Igreja e Religião

Gays: a Igreja alemã toca a marcha nupcial
Marco Tosatti
La Nuova Bussola Quotidiana
 
 
A Igreja alemã abre oficialmente a campanha para chegar a algum tipo de reconhecimento eclesiástico dos casais homossexuais. Após o impulso em direção aos divorciados recasados, que culminou em Amoris Laetitia, promovido poderosamente pelo Cardeal Walter Kasper, numa tentativa de preencher, abaixando os limites da doutrina e da moral, os buracos que, de ano para ano, se abrem sempre maiores nas fileiras dos fiéis, ela procura novos caminhos.

A última novidade nesse sentido é do vice-presidente da Conferência Episcopal Alemã, Dom Fraz-Josef Bode, que pediu que a possibilidade de abençoar as relações homossexuais seja discutida, porque ele acredita que nessas relações "há muito de positivo".

Esta nova iniciativa, na realidade, aparece na sequência de uma entrevista concedida pelo Cardeal Reinhard Marx, presidente da Conferência Episcopal, ao Herder Korrespondenz. Marx, além de ser um dos conselheiros mais ouvidos pelo Pontífice reinante, faz parte do C9, a comissão de Cardeais encarregados de estudar a reforma da Igreja e da Cúria.

Marx propõe que a Igreja Católica rediscuta seu pensamento e ensino em termos de moralidade sexual e abandone as atitudes de "rigorismo cego". De acordo com o Cardeal, seria difícil dizer de fora se alguém está em estado de pecado mortal. Um princípio que pode ser aplicado a homens e mulheres em situações irregulares, mas também a quem vive uma relação homossexual. É evidente por um lado, o influxo de ambiguidade criado pelas notas de rodapé de Amoris Laetitia e, por outro lado, o desejado abandono dos critérios claramente estabelecidos pelo que, até prova em contrário, é a "Magna Carta" do ser católico, isto é, o Catecismo .

Para Marx, "deve haver respeito por uma decisão tomada em liberdade" e "pela consciência de cada um". Não só isso: deve-se levar em conta as "circunstâncias concretas", e lembrar-se da "responsabilidade de cada um à luz do Evangelho". Embora naturalmente "deva-se também escutar a voz da Igreja".

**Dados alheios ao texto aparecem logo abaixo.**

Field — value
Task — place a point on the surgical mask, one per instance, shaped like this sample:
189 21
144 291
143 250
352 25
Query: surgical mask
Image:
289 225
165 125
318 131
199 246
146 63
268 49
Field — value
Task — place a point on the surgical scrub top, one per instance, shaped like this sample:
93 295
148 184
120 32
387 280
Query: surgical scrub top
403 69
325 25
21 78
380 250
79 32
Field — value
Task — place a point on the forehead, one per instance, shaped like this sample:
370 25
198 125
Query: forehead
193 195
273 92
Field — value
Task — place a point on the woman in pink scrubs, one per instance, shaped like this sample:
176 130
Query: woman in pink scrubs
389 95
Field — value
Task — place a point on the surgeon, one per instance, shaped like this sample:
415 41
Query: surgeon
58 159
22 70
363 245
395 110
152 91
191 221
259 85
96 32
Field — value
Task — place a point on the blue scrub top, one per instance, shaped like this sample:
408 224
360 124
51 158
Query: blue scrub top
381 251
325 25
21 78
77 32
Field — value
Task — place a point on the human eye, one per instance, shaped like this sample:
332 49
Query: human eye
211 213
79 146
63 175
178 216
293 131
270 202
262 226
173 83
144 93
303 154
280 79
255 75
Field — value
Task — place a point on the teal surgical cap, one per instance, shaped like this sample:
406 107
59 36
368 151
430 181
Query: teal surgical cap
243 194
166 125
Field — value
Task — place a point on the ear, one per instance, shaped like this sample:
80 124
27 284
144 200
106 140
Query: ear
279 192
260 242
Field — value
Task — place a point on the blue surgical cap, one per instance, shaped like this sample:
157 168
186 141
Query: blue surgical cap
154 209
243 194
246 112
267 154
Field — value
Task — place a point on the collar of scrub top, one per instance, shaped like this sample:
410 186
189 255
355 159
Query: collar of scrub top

Por sua vez, Mons. Bode falava ao jornal Neue Osnabrücker Zeitung. "Eu acredito que devemos discutir esse problema com mais detalhes dentro da Igreja"; porque, acrescentou, não se deve "continuar a manter o silêncio" sobre esses temas. A proposta que ele gostaria de discutir diz respeito a alguma forma de "benção" para os casais homossexuais, mesmo que isso não deva ser confundido com um casamento. Bode pergunta, a respeito dos casais homossexuais: "Como lhes faremos justiça? Como os acompanhamos pastoral e liturgicamente?” Mais geralmente, Bode, que participou dos Sínodos da Família, sugere reconsiderar a posição da Igreja em relação à homossexualidade ativa, que é considerada um pecado grave. "Devemos refletir sobre o problema de como julgar a relação entre duas pessoas homossexuais de forma diferenciada. Não há nessa tanto de positivo, de bom e de justo, para o que nós devamos ser mais justos? "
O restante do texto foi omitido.